Peer-to-peer lending giant Funding Circle’s share price has fallen substantially since its stock market debut in 2018, but participation in a government scheme appears to be giving it some support.
The P2P business lender began trading on the London Stock Exchange in October 2018 at 440p per share, but its value quickly tumbled and has been volatile since then.
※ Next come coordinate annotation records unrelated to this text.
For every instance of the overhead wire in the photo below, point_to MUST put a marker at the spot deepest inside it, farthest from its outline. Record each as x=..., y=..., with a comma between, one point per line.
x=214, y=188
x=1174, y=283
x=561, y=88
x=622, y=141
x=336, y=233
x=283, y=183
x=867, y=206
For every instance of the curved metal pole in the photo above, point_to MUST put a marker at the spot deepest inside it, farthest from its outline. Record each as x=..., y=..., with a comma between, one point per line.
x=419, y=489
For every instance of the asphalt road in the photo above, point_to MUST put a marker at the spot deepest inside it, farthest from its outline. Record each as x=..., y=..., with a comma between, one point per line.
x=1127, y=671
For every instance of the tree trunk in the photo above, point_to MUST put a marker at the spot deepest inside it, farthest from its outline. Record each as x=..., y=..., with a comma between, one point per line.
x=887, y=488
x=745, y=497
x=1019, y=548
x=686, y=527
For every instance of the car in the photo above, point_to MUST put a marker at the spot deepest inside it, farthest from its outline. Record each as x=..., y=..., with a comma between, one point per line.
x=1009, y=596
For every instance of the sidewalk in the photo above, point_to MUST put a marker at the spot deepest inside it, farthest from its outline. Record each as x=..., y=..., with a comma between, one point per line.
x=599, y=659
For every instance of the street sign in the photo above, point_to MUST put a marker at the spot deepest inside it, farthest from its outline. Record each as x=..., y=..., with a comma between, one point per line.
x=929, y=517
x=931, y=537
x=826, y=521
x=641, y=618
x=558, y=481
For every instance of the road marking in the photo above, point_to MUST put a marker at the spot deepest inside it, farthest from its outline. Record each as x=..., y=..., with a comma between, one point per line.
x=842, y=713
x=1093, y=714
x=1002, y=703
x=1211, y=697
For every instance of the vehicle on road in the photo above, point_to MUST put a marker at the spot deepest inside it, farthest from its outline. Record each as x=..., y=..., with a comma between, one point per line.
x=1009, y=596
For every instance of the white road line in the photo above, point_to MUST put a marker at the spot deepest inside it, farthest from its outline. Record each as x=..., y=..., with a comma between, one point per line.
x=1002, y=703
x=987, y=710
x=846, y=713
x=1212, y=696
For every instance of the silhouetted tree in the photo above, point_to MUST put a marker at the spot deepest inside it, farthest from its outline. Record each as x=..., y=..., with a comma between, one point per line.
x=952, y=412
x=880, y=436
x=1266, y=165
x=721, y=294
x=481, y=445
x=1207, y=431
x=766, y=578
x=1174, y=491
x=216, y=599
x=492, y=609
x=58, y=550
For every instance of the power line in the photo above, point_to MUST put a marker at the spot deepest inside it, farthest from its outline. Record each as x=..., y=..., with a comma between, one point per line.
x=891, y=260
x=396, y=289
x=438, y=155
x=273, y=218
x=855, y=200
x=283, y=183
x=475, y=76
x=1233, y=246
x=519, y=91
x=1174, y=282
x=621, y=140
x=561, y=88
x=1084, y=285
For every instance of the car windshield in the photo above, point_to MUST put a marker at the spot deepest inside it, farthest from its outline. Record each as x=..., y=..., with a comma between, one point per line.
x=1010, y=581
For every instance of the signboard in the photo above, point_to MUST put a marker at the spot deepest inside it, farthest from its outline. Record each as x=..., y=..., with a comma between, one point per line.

Shares hit a record low of 25.2p on 18 March, down 94 per cent from its initial public offering price, before rising back to 52p a couple of days later.
Funding Circle has been hampered by a more uncertain economic environment that saw it halve its revenue growth forecasts for 2019 and it has also faced criticism for delays in withdrawals on its secondary market.
There has been some positive news as its UK platform hit profitability last year and it seems to have been given a big vote of confidence after it was accepted on to the coronavirus business interruption loan scheme (CBILS).
Its share price was 55p on 14 April, amid growing calls for P2P lenders to get involved in the scheme, before shooting up to 115p last Friday (17 April) as it was revealed that Funding Circle was the first accredited P2P lender.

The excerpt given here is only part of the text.